Positive but more volatile share market returns; increased importance of diversification

Investment Market Performance

It was another good period for investors in the January to March 2024 quarter, continuing a good run for share market investors as the share price accumulation indices shows. This measures the movement of share price plus dividends being reinvested and compounded. However, this was followed by a short and shallow fall in April and markets recovered to their all-time highs by mid-May.

The overall positive performance this year has been driven largely by the ongoing resilience of the US economy, falling inflation in the US, and advanced economies, (increasing slightly in the last few months), and the peaking of the interest rate tightening cycle combined with hopes of interest rate cuts, which are now uncertain in their timing.

Tech and artificial intelligence

The Artificial Intelligence theme led by Nvidia had a significant impact on the US market, which itself represents 70% of the global equity index. The 1-year return of Nvidia to 7 May 2024 was 216% compared to the US S&P500 return of 26%. The top 20 listed technology companies combined make up over 30% of the US S&P500 index.

Returns of major asset classes to 30 April 2024

The returns reflect the market dip in April, which has since been reversed following a marginally softer US inflation result. This broke a three-month run of higher-than-expected inflation data. Nevertheless, the table shows the ongoing strong share market returns, especially over a 6- and 12-month period. The fall in the Australian dollar (AUD) boosted global share market returns in AUD terms.

With signs that the Australian economy is weakening, this year continues the relative underperformance of Australian large cap stocks. However, small cap stocks and Australian Listed Property have performed well over the last 6 months.

10-year bonds in Australia and the US continue to have good yields, and the cash rate remained unchanged in the last quarter.

Outlook for economies and markets

The outlook for the next few months is mostly positive, with most market commentators expecting a

“soft landing”. This is when an economy comes out of a strong growth cycle with a slowdown without entering a recession. However, several important issues may result in equity returns being lower and more volatile than the unusually strong returns over the last year.

Liquidity will be the biggest driver of the share market in the short term, and the key issue is when and by how much Central Banks will begin to cut rates.

The markets are focused on the US economy as developed markets outside the US, including Australia, are significantly weaker. A major issue is that inflation is well above the US Federal Reserve US Fed) 2% target. Added to this is the strength of the US jobs market and a significant rise in manufacturing input costs. The US Fed has made it clear that persistently high inflation is likely to delay any US rate cuts. The market now does not expect any interest rate cuts until late 2024 at the earliest. A related issue is the high levels of ongoing inflationary budget deficits and the record high level of US government debt, which represents 126% of US Gross Domestic Product (GDP).

The prospect of US inflation continuing to increase when the economy is slowing has led to an increasing number of market commentators fearing a return to stagflation (where inflation is high, economic growth slows, and employment remains high) or a US recession. Consequently, we expect inflation and bond yields to be higher than in the recent past.
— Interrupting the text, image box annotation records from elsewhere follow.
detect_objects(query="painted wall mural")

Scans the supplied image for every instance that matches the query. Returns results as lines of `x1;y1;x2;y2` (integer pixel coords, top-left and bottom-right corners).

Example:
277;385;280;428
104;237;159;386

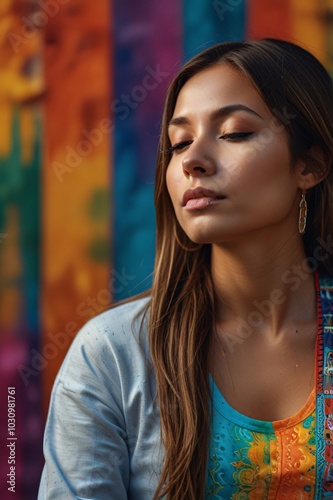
0;0;333;500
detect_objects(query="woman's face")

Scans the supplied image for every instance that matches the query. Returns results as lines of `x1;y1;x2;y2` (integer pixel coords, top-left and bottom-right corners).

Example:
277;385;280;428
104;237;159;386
166;64;300;243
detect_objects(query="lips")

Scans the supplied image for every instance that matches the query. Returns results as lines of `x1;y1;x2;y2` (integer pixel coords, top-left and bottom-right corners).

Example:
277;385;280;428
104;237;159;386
182;187;225;207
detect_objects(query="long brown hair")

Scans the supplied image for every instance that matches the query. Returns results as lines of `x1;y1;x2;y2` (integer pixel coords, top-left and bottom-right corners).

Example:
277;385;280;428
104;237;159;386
149;39;333;500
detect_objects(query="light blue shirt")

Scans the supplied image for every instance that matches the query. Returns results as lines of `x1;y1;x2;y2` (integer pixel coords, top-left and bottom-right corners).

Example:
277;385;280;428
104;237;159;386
38;299;164;500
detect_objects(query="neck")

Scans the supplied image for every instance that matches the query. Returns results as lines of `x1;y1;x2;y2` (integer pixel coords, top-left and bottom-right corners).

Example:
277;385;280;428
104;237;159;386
211;234;316;335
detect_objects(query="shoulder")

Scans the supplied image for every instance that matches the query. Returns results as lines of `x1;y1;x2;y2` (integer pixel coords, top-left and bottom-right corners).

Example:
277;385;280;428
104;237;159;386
58;299;150;390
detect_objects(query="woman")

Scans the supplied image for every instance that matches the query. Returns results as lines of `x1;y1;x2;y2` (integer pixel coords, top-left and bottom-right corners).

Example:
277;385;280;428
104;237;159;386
39;39;333;500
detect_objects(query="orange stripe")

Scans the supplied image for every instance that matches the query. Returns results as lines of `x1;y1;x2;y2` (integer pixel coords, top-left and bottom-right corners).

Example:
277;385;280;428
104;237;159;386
291;0;327;64
247;0;291;40
41;0;111;409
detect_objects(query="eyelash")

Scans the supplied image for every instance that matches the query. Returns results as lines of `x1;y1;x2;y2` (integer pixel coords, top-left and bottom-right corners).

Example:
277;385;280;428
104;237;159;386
165;132;253;154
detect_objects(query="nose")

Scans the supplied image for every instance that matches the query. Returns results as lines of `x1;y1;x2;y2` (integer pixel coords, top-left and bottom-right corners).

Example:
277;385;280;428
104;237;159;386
182;144;216;177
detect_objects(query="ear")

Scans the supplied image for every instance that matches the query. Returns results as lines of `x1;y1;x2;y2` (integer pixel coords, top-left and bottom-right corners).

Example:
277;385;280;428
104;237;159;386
295;146;331;190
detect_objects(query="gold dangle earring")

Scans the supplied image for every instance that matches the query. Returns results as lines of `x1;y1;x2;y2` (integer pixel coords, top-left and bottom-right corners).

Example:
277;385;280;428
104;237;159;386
298;191;308;234
173;225;203;252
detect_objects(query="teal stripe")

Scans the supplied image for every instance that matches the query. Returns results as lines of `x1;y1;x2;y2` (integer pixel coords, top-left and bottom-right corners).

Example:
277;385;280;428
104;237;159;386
183;0;246;60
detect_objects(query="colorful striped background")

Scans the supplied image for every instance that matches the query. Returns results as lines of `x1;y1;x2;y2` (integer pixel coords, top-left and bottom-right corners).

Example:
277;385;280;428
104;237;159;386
0;0;333;500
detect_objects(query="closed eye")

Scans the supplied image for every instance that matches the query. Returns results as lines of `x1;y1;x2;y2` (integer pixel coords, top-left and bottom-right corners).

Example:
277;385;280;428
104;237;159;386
220;132;253;142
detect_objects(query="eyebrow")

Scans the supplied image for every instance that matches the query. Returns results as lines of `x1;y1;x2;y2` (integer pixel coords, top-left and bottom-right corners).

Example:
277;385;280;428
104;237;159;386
169;104;263;127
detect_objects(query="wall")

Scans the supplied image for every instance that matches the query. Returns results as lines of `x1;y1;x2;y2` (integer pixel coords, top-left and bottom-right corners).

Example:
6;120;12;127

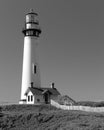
34;95;44;104
51;100;104;112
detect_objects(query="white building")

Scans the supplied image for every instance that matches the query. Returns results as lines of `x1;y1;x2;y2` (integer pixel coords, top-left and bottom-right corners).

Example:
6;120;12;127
19;10;60;104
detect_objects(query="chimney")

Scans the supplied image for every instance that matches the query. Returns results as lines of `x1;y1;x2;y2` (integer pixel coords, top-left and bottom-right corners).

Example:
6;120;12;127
30;82;34;88
51;83;55;89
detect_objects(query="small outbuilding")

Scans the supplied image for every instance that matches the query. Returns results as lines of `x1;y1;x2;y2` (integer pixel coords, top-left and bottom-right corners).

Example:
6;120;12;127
25;83;60;105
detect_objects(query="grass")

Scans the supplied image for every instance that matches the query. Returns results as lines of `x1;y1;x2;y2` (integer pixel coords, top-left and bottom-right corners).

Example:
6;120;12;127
0;105;104;130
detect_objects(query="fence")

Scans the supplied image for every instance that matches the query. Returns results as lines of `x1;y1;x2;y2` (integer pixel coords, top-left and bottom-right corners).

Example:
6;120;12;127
51;100;104;112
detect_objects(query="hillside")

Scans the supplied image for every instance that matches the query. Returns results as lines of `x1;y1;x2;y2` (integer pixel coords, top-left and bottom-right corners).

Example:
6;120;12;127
0;105;104;130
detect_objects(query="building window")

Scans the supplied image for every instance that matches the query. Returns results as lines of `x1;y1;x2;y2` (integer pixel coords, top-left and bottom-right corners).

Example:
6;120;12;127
31;95;33;101
28;96;30;102
37;99;40;102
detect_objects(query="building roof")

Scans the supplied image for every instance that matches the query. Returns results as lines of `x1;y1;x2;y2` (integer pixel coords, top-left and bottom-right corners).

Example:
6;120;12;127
25;87;60;95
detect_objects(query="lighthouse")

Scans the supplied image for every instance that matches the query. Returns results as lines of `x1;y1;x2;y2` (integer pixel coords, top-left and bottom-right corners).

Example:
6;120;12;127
19;9;41;104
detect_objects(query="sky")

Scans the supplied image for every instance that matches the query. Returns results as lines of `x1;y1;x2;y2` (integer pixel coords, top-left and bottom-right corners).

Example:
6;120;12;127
0;0;104;102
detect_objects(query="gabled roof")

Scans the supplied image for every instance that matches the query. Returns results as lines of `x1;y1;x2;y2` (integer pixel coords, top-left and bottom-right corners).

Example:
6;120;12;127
25;87;60;95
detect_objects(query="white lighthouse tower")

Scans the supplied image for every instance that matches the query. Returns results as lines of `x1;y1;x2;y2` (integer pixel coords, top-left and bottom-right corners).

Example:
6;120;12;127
19;10;41;104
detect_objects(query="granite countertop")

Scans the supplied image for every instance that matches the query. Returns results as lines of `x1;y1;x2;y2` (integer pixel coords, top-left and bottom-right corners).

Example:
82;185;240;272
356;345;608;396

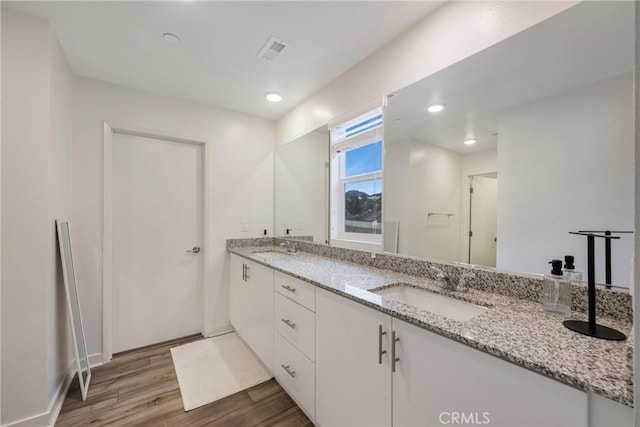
229;246;633;406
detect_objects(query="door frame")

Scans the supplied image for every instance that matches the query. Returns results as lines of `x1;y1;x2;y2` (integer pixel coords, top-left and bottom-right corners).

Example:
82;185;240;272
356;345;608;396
102;121;212;363
460;170;498;263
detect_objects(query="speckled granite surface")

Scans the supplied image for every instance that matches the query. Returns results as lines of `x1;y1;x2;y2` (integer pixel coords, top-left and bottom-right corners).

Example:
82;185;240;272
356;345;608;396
228;240;633;406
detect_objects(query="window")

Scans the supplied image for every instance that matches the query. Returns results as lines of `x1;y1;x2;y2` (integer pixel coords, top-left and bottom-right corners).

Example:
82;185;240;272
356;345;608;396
331;108;382;243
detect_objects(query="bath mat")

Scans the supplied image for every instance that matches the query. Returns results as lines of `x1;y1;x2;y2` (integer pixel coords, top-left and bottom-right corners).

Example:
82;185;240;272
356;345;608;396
171;332;272;411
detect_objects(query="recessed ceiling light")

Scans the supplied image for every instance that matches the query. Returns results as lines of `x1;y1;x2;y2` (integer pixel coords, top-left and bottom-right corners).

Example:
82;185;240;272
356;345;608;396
162;33;180;44
264;92;282;102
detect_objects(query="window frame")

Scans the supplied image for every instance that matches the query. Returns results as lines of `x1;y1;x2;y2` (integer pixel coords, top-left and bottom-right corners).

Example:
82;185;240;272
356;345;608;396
330;108;384;245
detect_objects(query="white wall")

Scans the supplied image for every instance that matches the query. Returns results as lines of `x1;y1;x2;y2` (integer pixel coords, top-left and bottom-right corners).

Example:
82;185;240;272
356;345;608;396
72;77;275;355
384;140;462;261
2;9;71;425
497;74;634;286
276;1;579;144
275;129;329;243
47;26;75;404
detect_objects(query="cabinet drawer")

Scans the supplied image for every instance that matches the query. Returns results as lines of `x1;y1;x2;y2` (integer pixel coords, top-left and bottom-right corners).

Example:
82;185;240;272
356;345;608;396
273;293;316;361
273;271;316;312
274;334;316;419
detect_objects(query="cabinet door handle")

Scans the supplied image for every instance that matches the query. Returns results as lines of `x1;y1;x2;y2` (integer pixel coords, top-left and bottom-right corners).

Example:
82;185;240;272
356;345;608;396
280;319;296;329
391;331;400;372
280;365;296;378
282;285;296;293
378;325;387;365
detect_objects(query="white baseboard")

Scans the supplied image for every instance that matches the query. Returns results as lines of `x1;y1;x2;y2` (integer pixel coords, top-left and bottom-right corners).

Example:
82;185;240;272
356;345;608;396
47;369;75;426
202;323;235;338
2;369;75;427
2;353;103;427
89;353;104;368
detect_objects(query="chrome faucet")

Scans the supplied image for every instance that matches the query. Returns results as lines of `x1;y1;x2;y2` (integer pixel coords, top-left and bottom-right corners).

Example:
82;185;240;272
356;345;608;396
431;267;476;292
280;241;298;253
456;273;476;292
431;267;455;291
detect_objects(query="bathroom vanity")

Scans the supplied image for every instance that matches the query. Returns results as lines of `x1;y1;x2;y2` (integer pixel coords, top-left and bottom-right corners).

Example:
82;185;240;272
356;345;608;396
228;239;633;426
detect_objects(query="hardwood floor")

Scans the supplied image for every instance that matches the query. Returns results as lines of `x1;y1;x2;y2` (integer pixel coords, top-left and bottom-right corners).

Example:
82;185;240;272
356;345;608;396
56;336;312;427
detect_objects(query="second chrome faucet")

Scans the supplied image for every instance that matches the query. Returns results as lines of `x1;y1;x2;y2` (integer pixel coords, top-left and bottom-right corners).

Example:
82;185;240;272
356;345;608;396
431;267;475;292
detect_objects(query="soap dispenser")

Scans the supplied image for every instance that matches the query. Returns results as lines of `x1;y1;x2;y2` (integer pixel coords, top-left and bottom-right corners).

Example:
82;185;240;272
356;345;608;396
542;259;571;316
562;255;582;282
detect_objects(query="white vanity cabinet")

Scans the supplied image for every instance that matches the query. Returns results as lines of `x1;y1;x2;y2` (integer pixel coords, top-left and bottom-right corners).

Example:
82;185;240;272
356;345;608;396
316;288;391;427
273;271;316;419
229;254;273;372
393;319;588;427
316;290;588;427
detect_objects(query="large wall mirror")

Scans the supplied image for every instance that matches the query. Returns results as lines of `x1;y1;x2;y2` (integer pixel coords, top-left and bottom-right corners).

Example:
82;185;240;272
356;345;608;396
275;126;329;243
383;2;635;286
275;2;635;287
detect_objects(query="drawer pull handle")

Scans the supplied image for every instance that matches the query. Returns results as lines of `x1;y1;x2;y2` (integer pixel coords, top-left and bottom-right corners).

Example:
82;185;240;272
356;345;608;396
281;319;296;329
378;325;387;365
280;365;296;378
282;285;296;294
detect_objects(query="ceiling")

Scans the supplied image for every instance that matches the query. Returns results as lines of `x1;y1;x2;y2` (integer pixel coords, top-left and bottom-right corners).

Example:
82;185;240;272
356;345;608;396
385;2;635;154
2;1;443;119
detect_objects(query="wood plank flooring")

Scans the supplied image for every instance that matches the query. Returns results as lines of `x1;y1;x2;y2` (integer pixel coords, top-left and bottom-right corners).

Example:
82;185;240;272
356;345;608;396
56;336;313;427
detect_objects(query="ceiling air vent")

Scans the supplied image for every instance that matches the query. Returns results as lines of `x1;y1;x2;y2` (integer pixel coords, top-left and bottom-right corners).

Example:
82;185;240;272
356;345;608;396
258;37;289;61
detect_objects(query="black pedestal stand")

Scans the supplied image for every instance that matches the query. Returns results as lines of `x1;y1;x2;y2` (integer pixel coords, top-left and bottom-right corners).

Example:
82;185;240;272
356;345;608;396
563;232;627;341
578;230;633;289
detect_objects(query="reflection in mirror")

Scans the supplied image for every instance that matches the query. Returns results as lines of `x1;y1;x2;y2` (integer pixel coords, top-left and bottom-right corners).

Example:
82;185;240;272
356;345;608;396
275;126;329;243
383;2;635;286
56;220;91;400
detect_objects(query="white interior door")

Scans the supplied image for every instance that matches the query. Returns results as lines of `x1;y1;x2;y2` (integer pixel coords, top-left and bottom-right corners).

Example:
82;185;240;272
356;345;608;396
113;133;202;353
469;174;498;267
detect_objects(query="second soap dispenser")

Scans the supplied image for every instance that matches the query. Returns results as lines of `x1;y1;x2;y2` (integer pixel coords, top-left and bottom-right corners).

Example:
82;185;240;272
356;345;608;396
542;259;571;316
562;255;582;282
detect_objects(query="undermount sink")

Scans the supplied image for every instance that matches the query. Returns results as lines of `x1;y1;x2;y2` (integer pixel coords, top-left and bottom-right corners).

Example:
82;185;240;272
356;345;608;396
372;285;488;322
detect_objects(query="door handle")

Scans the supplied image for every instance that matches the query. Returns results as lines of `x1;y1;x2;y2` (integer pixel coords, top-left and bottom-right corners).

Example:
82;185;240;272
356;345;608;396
281;319;296;329
378;325;387;365
391;331;400;372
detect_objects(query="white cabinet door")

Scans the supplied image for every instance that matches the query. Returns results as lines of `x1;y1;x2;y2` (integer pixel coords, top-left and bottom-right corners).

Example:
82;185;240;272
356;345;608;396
316;288;391;427
229;254;247;336
230;255;273;372
393;319;587;427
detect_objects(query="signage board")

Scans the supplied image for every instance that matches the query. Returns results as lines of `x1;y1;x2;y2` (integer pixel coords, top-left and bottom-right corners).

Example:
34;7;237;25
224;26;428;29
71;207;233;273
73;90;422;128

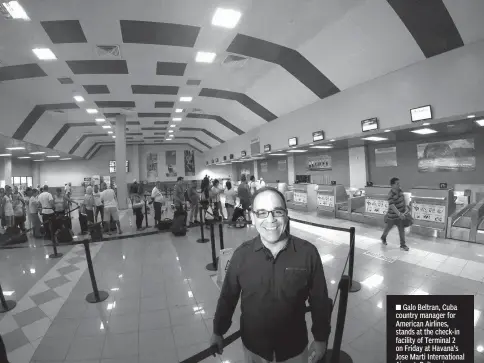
410;106;432;122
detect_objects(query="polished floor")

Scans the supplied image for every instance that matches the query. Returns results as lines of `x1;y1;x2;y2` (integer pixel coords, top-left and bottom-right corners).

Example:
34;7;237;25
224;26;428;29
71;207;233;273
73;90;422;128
0;211;484;363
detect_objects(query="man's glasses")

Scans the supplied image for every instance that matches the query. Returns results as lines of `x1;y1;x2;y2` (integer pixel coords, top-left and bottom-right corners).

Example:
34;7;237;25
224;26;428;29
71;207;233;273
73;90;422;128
254;209;287;219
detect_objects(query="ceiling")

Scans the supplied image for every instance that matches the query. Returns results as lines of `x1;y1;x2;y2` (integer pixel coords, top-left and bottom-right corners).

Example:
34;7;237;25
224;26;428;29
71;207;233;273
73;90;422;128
0;0;484;158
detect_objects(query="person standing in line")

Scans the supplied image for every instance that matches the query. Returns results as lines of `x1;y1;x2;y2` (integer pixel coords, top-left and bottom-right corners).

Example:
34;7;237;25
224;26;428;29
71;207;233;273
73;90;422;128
151;181;164;225
101;182;123;235
381;178;409;251
38;185;54;239
210;188;331;363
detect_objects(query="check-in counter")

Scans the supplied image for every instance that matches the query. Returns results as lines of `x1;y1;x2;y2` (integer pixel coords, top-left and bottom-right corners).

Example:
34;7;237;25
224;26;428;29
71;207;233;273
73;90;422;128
410;187;456;238
286;184;317;212
317;184;349;219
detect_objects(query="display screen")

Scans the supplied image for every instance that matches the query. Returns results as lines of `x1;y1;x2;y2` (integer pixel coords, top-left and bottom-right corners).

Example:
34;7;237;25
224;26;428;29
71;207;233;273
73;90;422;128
410;106;432;122
313;131;324;141
361;117;378;132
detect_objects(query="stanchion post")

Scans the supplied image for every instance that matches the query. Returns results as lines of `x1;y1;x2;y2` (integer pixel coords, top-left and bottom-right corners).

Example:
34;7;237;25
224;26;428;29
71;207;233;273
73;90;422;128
218;223;225;250
83;241;109;304
206;224;217;271
0;285;17;313
348;227;361;292
197;207;208;243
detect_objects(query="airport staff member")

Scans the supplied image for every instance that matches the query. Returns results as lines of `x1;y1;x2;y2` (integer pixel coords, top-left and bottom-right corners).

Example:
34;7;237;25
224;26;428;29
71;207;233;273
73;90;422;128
211;188;331;363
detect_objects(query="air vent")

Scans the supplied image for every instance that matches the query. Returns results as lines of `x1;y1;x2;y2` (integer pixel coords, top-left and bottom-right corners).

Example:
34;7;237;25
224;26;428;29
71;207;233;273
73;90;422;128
222;54;247;68
187;79;202;86
57;77;74;84
96;45;121;58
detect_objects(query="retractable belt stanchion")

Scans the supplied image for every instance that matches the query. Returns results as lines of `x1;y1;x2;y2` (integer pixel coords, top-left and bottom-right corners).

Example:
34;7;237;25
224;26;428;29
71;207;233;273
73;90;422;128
83;240;109;304
206;224;217;271
197;207;208;243
348;227;361;292
0;285;17;313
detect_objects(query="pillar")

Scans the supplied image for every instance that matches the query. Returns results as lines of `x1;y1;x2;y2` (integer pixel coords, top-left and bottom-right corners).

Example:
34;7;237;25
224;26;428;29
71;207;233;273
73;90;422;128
114;115;128;209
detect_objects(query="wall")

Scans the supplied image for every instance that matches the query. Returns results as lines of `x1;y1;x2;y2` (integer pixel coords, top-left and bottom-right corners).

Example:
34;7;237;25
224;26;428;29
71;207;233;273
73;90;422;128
289;149;350;187
257;157;287;183
368;134;484;191
204;42;484;160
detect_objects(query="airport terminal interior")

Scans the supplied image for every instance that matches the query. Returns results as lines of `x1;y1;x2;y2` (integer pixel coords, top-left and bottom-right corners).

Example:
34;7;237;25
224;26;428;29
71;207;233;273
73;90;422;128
0;0;484;363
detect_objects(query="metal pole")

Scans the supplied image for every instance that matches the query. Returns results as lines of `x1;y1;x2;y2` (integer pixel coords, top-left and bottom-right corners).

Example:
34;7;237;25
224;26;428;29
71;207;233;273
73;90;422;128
206;224;217;271
83;241;109;304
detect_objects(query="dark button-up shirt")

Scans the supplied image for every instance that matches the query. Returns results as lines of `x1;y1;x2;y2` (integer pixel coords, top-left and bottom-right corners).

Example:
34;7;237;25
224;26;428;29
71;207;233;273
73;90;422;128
213;236;331;362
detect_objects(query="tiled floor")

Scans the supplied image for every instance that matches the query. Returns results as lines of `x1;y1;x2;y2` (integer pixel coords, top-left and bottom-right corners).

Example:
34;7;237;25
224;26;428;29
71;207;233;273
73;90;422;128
0;212;484;363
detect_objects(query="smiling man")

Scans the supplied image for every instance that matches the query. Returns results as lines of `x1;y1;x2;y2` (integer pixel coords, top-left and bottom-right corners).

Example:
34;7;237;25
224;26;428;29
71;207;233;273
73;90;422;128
211;188;331;363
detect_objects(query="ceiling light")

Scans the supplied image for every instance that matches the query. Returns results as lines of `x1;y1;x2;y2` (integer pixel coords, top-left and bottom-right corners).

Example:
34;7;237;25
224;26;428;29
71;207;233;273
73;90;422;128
412;129;437;135
2;1;30;20
212;8;242;29
32;48;57;60
5;146;25;150
195;52;217;63
362;136;388;141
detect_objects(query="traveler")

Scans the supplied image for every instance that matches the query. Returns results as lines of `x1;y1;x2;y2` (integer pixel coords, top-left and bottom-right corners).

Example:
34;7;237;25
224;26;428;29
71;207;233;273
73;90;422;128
381;178;409;251
211;188;331;363
224;181;237;226
38;185;54;239
151;181;164;225
101;185;123;235
188;180;200;227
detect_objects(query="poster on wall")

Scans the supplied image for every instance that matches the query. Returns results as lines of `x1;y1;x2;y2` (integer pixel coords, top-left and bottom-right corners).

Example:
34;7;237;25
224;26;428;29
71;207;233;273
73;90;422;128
260;161;267;173
308;155;333;171
183;150;195;176
165;150;178;178
277;160;287;171
417;139;476;173
146;153;158;182
375;146;397;168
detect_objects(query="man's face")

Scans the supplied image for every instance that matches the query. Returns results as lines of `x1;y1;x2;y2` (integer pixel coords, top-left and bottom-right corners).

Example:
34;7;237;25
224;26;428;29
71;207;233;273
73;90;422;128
252;191;287;243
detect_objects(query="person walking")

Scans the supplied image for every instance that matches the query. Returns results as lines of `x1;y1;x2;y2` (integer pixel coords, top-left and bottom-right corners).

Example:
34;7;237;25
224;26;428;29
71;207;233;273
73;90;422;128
210;188;331;363
381;178;409;251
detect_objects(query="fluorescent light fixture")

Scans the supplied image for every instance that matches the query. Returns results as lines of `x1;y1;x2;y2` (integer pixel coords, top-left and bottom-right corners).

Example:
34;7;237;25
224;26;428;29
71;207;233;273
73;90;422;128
362;136;388;141
195;52;217;63
411;129;437;135
2;1;30;20
32;48;57;60
212;8;242;29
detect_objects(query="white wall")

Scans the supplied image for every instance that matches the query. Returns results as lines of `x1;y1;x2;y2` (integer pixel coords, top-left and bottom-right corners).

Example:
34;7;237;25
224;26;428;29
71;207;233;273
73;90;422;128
204;42;484;160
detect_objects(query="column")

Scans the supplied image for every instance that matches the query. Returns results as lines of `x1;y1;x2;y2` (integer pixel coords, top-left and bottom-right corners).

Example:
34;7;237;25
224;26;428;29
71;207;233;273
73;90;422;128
114;115;128;209
349;146;368;188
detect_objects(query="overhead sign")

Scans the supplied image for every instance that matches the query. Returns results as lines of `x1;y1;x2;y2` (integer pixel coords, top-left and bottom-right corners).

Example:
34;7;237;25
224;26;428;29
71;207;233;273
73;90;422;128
313;131;324;141
410;106;432;122
361;117;378;132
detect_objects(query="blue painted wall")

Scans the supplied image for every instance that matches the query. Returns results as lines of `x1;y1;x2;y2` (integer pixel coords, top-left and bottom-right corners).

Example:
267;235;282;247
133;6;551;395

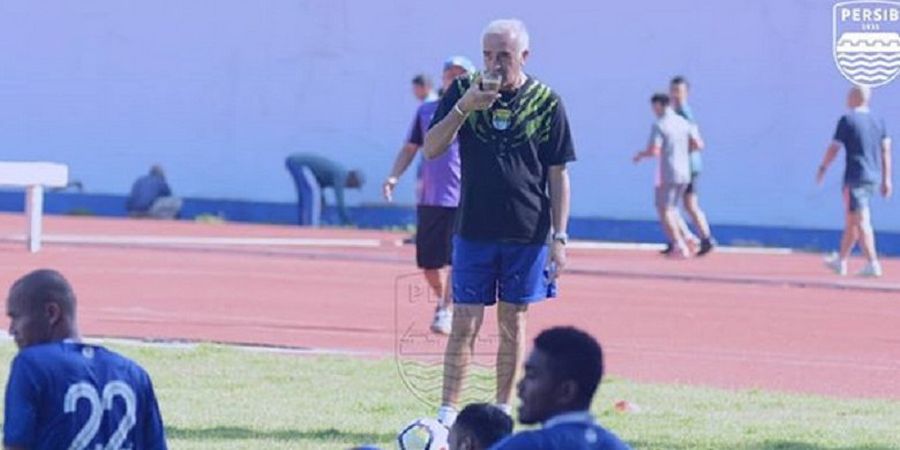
0;0;900;231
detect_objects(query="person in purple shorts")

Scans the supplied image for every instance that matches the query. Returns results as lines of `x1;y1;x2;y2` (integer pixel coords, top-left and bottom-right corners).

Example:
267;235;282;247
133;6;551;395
383;56;474;334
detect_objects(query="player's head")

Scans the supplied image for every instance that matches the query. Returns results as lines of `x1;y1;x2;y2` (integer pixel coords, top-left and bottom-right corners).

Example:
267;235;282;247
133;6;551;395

The Australian economy is slowing down, with economic growth forecasts recently revised down to 1.3% p.a. for the June 2024 quarter. Recent data has shown inflation above forecasts, with the Reserve Bank of Australia indicating that rates will remain higher for longer.

The relatively high valuation of shares in both the US and Australia also limits the upside in share market returns. Valuations have risen to a level where the dividend yield on shares is less attractive than bonds.

The returns on government bonds (and investment grade credit and cash) are potentially quite good, with longer dated fixed term bonds also having the ability to deliver significant capital gains when interest rates eventually fall.

Conclusion

Given the factors discussed above, we are cautious about the outlook for markets for the rest of the year.

Conditions support diversification because, while we think growth assets overall may remain positive, they will likely be volatile, and defensive components of portfolios provide both good yields and an opportunity for capital growth in the case of bonds.

Investors should also remember that significant geopolitical tensions in many parts of the globe can negatively affect portfolios.


The information contained in this article is general information only. It is not intended to be a recommendation, offer, advice or invitation to purchase, sell or otherwise deal in securities or other investments. Before making any decision in respect to a financial product, you should seek advice from an appropriately qualified professional.
We believe that the information contained in this document is accurate. However, we are not specifically licensed to provide tax or legal advice and any information that may relate to you should be confirmed with your tax or legal adviser.